The first problem stems from the fact that the federal government’s responsibility for selecting and admitting foreign workers is spread across several different federal ministries and agencies. Foreign worker policy is set by Citizenship and Immigration Canada (CIC). But most employers must first deal with Service Canada (formerly Human Resources and Skills Development Canada) to get permission to bring in a foreign worker. And if they get pass that hurdle, their foreign worker may be applying at a port of entry to an officer of the Canadian Border Services Agency (CBSA) or to an overseas visa office, depending on where the individual is coming from.

This “alphabet soup” of federal government departments is enough to turn many employers and would-be foreign workers off the system altogether. But if they are strong-willed – or desperate – enough to persist, they are faced with the fact that the system does not respond in timeframes that most employers would view as reasonable. In BC and Alberta, Service Canada processes “Labour Market Opinions” – essentially, the federal permission that an employer needs to bring in a foreign worker — in approximately 3-5 months at present. And that doesn’t include the 2-3 months it may take to have the foreign worker’s application processed overseas by a visa office.

Most employers will tell you that they need their workers here “yesterday”, not half a year from now. So what is being done by government to address this problem that promises to have dire economic consequences if not properly addressed?

Well, CIC recently announced the opening of two offices, one in Calgary and one in Vancouver, to screen requests from employers to bring in foreign workers. The problem is these offices are only able to respond to applications that deal with bringing in workers who, because of particular provisions in the regulations (like those taking into account free-trade agreements, for example), are “Labour Market Opinion-exempt” and therefore don’t need to go through Service Canada to obtain prior permission. This constitutes only a small portion of all those foreign workers that are admitted and it specifically doesn’t include the majority of those that are most desperately required by many industries. As the system is presently structured, CIC simply is unable to do more than this to streamline the process because it is not within their ministerial responsibility to field employers’ requests for foreign workers. By statute, they have appointed Service Canada to handle this task.

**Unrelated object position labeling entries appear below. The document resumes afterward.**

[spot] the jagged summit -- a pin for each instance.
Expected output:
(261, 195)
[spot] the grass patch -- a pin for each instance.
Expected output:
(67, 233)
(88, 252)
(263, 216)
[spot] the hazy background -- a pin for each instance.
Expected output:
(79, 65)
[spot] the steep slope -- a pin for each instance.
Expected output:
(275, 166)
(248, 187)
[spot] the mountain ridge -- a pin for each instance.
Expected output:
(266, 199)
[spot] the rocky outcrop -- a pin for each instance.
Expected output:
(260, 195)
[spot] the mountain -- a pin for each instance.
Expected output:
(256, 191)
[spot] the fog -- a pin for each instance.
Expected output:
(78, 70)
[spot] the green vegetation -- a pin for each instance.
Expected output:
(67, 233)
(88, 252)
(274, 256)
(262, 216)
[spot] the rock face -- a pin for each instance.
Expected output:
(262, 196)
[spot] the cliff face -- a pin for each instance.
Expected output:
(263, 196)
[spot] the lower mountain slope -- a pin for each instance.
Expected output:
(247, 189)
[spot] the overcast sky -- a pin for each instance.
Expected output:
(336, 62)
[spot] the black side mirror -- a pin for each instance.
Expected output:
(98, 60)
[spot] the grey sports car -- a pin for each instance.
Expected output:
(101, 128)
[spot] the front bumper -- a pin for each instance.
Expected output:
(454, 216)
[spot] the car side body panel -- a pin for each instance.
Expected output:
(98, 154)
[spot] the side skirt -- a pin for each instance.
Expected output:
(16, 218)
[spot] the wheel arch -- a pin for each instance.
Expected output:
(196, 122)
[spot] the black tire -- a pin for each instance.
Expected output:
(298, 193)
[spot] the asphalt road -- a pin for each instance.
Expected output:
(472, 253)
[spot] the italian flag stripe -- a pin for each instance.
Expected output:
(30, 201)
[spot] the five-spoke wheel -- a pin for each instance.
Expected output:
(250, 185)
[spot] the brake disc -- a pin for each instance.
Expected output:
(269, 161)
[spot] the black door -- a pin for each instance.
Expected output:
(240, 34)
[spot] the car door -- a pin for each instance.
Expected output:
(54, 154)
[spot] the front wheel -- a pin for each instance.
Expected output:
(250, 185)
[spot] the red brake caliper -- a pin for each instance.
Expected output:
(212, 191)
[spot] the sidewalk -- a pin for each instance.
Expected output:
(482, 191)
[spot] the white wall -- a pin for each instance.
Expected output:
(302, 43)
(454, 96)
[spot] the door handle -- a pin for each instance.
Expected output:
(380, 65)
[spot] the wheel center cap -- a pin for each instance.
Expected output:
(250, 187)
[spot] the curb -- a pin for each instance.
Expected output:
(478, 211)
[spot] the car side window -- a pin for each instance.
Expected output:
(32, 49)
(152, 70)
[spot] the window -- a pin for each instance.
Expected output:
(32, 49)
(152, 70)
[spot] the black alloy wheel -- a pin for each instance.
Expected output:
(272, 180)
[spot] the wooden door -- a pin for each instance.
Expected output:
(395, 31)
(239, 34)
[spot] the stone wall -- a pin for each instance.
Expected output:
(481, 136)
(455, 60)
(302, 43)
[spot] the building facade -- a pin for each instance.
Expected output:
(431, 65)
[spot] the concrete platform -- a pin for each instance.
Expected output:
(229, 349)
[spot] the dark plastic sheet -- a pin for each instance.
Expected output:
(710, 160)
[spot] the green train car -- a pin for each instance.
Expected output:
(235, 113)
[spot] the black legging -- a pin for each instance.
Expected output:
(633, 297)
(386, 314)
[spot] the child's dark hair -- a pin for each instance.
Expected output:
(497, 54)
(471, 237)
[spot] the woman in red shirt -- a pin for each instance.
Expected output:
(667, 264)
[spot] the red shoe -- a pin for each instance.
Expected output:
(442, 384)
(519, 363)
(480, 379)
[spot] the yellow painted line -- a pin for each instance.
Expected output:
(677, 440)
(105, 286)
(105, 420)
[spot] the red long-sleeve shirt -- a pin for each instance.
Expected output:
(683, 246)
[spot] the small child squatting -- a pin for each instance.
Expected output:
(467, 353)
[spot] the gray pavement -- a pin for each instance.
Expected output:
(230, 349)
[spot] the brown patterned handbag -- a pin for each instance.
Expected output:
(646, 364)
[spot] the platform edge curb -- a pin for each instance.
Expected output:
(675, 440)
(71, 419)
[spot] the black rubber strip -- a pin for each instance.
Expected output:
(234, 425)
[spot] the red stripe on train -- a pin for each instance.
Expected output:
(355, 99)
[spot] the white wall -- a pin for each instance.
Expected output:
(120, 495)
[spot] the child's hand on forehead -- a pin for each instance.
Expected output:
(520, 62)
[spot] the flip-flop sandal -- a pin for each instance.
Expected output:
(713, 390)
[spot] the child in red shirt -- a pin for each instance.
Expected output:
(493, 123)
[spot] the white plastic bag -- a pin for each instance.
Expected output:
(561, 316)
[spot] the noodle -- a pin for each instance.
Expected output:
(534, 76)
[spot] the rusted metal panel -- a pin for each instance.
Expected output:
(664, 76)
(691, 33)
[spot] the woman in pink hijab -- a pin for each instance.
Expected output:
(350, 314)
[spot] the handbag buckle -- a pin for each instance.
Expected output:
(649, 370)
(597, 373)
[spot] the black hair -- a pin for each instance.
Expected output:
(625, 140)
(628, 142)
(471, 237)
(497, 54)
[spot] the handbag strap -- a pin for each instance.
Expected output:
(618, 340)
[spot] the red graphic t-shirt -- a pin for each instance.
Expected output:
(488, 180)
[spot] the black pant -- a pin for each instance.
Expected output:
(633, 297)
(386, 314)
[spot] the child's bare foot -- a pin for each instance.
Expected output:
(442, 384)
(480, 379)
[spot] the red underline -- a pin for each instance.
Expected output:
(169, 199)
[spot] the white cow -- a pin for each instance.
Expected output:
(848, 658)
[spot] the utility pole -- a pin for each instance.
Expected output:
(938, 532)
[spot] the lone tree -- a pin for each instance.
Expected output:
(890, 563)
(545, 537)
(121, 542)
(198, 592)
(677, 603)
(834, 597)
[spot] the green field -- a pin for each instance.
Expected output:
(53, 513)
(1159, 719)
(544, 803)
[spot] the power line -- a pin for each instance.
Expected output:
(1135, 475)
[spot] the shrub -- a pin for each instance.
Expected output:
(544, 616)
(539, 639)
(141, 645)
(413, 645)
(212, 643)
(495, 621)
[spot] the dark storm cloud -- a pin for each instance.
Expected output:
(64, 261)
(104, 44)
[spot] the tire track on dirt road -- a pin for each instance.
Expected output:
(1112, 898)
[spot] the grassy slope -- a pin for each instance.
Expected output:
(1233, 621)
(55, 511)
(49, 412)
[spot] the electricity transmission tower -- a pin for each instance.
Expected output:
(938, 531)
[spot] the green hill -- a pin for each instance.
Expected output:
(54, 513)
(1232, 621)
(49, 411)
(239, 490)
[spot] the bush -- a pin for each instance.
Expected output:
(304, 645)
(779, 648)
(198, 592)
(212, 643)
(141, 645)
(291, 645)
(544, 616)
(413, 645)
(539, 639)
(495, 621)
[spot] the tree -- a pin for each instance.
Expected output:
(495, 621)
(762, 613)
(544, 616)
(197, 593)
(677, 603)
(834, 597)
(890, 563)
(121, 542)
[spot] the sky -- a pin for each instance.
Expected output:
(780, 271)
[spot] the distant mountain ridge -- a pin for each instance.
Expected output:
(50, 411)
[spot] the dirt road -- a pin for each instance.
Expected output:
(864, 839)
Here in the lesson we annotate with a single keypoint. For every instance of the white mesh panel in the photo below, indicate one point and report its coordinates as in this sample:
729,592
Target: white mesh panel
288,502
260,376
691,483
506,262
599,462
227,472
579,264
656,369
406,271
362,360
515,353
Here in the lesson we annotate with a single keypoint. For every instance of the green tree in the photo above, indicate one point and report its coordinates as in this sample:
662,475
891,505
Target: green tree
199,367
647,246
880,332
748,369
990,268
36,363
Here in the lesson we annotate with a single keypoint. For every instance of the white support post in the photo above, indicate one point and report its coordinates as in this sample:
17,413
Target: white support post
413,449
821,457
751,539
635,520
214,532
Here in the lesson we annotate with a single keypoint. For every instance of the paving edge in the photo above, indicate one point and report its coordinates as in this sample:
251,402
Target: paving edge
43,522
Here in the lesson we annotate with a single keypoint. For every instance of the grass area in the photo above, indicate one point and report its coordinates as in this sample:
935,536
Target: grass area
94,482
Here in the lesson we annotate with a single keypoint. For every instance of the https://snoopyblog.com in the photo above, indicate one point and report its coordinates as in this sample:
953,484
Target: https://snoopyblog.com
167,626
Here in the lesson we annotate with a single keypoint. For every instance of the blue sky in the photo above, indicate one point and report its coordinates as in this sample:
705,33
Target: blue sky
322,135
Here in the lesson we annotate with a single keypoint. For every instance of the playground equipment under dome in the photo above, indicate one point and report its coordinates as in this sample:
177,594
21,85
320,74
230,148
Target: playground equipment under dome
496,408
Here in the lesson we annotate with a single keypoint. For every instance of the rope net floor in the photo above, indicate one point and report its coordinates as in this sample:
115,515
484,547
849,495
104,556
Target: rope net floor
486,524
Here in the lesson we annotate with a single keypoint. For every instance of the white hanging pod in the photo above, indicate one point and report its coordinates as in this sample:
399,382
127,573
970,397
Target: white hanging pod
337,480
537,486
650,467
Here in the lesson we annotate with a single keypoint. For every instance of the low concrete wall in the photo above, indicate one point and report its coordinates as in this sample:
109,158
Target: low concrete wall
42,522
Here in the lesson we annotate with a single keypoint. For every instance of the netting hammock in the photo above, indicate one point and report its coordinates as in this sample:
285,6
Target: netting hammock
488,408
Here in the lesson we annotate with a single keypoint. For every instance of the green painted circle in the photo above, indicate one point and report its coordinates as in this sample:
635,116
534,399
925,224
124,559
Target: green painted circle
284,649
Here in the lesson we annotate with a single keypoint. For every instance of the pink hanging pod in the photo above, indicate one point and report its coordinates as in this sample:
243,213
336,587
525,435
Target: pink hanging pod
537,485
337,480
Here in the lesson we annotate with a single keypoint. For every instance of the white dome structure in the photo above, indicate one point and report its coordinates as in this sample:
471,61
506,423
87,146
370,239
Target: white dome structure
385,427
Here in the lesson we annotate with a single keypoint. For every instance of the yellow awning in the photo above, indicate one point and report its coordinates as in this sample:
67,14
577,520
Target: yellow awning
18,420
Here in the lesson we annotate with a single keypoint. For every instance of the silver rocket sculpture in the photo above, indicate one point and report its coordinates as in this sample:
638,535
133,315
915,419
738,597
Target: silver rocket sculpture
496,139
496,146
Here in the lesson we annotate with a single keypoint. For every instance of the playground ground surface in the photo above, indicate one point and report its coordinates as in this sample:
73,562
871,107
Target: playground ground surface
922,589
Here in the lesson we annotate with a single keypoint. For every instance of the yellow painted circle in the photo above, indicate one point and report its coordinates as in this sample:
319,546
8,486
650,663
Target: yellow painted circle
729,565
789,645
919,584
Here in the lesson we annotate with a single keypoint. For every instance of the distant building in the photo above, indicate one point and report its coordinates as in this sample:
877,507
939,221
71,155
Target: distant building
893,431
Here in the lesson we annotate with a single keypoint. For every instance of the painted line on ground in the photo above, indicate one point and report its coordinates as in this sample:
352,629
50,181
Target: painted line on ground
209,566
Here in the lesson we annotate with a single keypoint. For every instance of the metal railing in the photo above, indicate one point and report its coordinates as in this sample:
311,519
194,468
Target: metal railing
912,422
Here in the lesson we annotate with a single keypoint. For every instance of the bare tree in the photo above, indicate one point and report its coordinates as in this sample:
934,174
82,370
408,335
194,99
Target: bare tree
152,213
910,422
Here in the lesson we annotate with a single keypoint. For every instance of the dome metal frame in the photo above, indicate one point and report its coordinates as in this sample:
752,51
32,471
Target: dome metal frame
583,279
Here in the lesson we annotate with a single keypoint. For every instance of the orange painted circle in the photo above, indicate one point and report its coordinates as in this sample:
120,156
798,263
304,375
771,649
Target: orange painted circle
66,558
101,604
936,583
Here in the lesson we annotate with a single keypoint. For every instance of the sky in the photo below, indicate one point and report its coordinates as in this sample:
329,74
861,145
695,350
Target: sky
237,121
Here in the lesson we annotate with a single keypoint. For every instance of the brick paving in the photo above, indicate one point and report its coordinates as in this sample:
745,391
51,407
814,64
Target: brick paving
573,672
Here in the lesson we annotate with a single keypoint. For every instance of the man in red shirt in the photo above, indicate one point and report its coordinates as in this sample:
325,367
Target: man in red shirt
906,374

Service Canada, meanwhile, has a mandate that extends well beyond the foreign worker program. It administers the multi-billion dollar Employment Insurance program as well as many other programs related to the Canadian labour market. Its core function is to protect and service the domestic labour market which, it could be argued, leads to its an ambivalent attitude toward granting permission to Canadian employers to bring in foreign workers. I would contend that as long as the issuance of Labour Market Opinions is the responsibility of this agency, the program will languish as a lower priority and be under-resourced when it is most needed by industry.

There are no easy answers here. One option would be for the provinces to take a greater role in foreign worker selection as they are beginning to do with economic immigration through the Provincial Nominee Programs (PNPs). Certainly it could be argued that individual provinces have a better handle on the labour shortages that exist within their borders than the relatively distance federal government in Ottawa has. And it is reasonable to expect that they would be able to respond to these shortages in a more timely fashion. However, at present, the provinces are generally a long way off from having the policy infrastructure, institutional knowledge and dedicated resources to deal with this important function.

Once upon a time in Canada, there was a ministry called, in blatantly sexist fashion, Manpower and Immigration. It eventually was renamed Employment and Immigration Canada and it combined the functions of managing and administering the foreign worker program with overall responsibility for immigration selection and admission. Perhaps it is time to return to the past and include these important federal government functions in the same department. Certainly, from the perspective of employers crying out for foreign labour, it could only be an improvement on the current system.